Alphabet showed up to the AI race with swagger this week, and Wall Street noticed.
On Wednesday’s post-earnings call — the first since Google rolled out Gemini 3 — executives sounded a lot more sure of themselves than they did a year ago, when investors pegged the company as lagging behind AI rivals and punished the stock. Now the story is flipped: Alphabet is being talked about as a leader, with AI investments finally starting to pull through across the business.
“Overall, we’re seeing our AI investments and infrastructure drive revenue and growth across the board,” CEO Sundar Pichai said, pointing to what he called clear gains in both consumer and enterprise businesses.
Google’s Gemini app hit about 750 million monthly active users at the end of the December quarter — up from 650 million — and Pichai said engagement per user has jumped since Gemini 3 launched. For context, OpenAI’s ChatGPT was said to have topped 800 million weekly active users back in October.
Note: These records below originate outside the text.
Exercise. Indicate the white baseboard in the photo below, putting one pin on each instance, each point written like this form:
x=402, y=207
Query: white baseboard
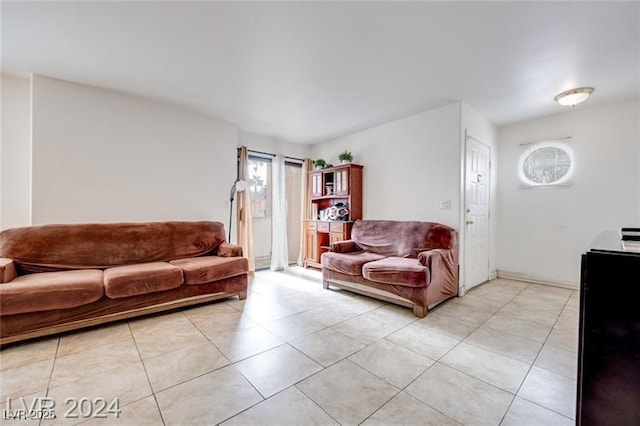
x=517, y=276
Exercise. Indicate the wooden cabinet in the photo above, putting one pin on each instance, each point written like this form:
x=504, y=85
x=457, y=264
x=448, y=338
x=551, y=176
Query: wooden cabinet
x=335, y=198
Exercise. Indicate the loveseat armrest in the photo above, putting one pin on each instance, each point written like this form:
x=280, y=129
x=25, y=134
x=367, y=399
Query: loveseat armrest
x=346, y=246
x=7, y=270
x=229, y=250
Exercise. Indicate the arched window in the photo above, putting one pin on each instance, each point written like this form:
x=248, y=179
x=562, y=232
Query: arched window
x=546, y=163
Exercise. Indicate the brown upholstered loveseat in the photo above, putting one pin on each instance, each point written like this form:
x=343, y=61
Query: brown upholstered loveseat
x=413, y=264
x=56, y=278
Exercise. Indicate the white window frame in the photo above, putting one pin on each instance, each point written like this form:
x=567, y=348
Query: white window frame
x=529, y=148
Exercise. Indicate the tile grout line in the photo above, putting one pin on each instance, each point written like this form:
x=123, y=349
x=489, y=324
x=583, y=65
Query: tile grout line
x=144, y=367
x=533, y=364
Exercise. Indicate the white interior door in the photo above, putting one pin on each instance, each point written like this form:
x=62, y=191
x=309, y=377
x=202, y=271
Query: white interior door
x=477, y=191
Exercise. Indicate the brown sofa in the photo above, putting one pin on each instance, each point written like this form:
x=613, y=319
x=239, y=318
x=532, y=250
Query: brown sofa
x=56, y=278
x=414, y=264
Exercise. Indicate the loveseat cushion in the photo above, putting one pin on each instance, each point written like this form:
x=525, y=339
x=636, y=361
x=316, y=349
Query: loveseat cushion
x=50, y=290
x=402, y=271
x=348, y=263
x=200, y=270
x=132, y=280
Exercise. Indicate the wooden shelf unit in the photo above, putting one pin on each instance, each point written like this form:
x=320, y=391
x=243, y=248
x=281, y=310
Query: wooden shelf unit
x=329, y=187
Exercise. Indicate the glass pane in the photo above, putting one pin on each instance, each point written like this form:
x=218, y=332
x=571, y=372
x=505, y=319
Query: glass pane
x=546, y=165
x=260, y=189
x=293, y=193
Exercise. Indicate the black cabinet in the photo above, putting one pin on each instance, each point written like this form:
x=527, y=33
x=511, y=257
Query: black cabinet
x=609, y=342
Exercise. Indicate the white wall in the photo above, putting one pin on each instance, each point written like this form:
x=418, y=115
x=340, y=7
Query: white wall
x=103, y=156
x=272, y=145
x=411, y=165
x=15, y=161
x=542, y=232
x=479, y=127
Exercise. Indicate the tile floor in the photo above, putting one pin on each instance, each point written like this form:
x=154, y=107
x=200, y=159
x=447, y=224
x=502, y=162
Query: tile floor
x=293, y=353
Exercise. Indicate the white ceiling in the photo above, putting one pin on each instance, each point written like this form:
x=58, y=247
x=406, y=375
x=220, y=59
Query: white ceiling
x=306, y=72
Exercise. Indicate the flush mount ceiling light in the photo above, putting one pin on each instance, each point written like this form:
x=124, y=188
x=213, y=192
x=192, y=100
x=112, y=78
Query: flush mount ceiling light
x=574, y=96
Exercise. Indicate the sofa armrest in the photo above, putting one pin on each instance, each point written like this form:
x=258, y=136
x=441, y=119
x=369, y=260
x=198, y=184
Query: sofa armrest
x=443, y=268
x=346, y=246
x=7, y=270
x=229, y=250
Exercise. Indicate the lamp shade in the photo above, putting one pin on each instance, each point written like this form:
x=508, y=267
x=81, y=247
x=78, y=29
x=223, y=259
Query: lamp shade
x=574, y=96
Gemini 3 is now baked into Google Search’s “AI Mode” and powers the enterprise version of Gemini, which Pichai said has about 8 million paid licenses. That momentum helped Alphabet beat expectations: quarterly revenue of $113.8 billion and EPS of $2.82, with annual revenue crossing $400 billion for the first time ($402.8 billion).
The wins haven’t come cheap. Alphabet surprised investors by flagging a potential doubling of capital spending next year — forecasting $175 billion to $185 billion in capex for 2026 after spending $105.7 billion in 2025 — to bulk up AI compute capacity. That initial capex shock sent shares lower in after-hours trading, but the market quickly steadied when results showed Google Cloud booming (revenue up 48% to $17.7 billion) and AI-driven gains across Google Services.
That mix of heavy spending plus visible revenue traction is exactly what investors have been waiting for: big AI bets that actually show a return.
“This time last year, every announcement by OpenAI to do business with somebody was applauded,” Paul Meeks of Freedom Capital Markets said — but late-2025 sentiment shifted as investors fretted about how much revenue and infrastructure exposure other companies have tied to OpenAI.
Meanwhile, Alphabet’s stock has climbed roughly 36% over the period, and the market is rewarding the company for both scale and apparent self-sufficiency.
Alphabet’s recent deals — including partnerships to power Meta and Apple products and infrastructure — have filled its war chest. That’s helped the company sit shoulder-to-shoulder with Nvidia and Apple among the handful of firms with market caps above $4 trillion, and brought it within striking distance of Nvidia as one of the world’s biggest companies.
Analysts still see risk. OpenAI is signing multibillion-dollar deals even as it runs at a loss, which makes some investors nervous about the funding behind those contracts. Firms with heavy ties to OpenAI, like Oracle and Microsoft, have seen rough patches in their share prices, while Alphabet has so far enjoyed a more positive narrative.
Bottom line: Alphabet’s message is straightforward — build big AI infrastructure, ship improvements that users love (hello, Gemini 3), and the money will follow. The market seems willing to buy that thesis for now, as long as the AI spending keeps producing measurable returns.